ER&M Students’ Summer Reflections (Part 4)

As the pandemic, racial unrest, and protests against police brutality crisscrossed the country this past summer, many ER&M students did not watch in idle. Some embarked on meaningful summer opportunities such as interning at non-profit social justice organizations, or finding new ways to connect with and advocate for underrepresented and underserved communities in New Haven, their hometowns, and beyond. This series of posts highlights the summer activities that our inspiring students undertook and features the students’ reflections on their work. This week, Isabella Zhou ER&M’22 shares with the ER&M community her internship experience at CT Mirror, a non-profit digital news site that covers current events in Connecticut.

What was the internship that you did this summer? 

This summer, I was a reporting intern at CT Mirror, a nonprofit statewide news site! My focus was on issues of race and disparity, and I wrote in-depth pieces on a variety of topics, such as this one on anti-racist education activism and action across the state (featuring Professor HoSang!).

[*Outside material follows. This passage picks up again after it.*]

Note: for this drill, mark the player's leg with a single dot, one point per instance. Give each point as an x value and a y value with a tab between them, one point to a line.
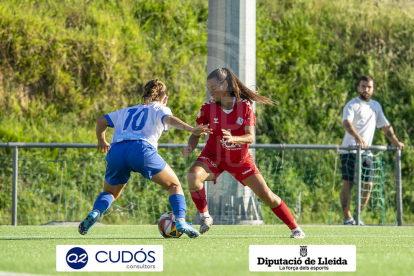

I also wrote this one about faith leaders and congregations’ role in the movement for racial justice, this one about a hyperlocal grassroots group in North Hartford that cares for its predominantly Black neighborhood through everything from community self-policing to mentoring youth, and this one about challenges to conducting COVID contact tracing in communities of color.

Why did you pursue this opportunity? How did your ER&M courses prepare you for your work?

This internship was just a perfect opportunity to act on my ER&M intellectual and emotional commitments through my love for reporting. ER&M courses equipped me with theoretical frameworks to structure and write pieces with nuance—which felt even more important after the murder of George Floyd and the media’s sudden interest in racial justice issues. I wrote the piece about anti-racist curriculum development at a point when the word “anti-racism” had slipped into mainstream usage and, in many cases, started to lose its coherence. ER&M gave me the ability to distinguish between a diversity and inclusion framework and an anti-racist framework, which argues that racism is baked into not only what we teach but also how we teach it, who teaches it, etc. and it needs to be addressed on many fronts. In the piece about the North Hartford community stewardship group, it felt like it would have been very easy to present them just as evidence of rugged individualism at work, celebrating people successfully taking their own poor neighborhood conditions into their own hands. Instead, my instincts from ER&M led me to grapple with the give and take between systems and individuals and try to communicate that complexity through the piece.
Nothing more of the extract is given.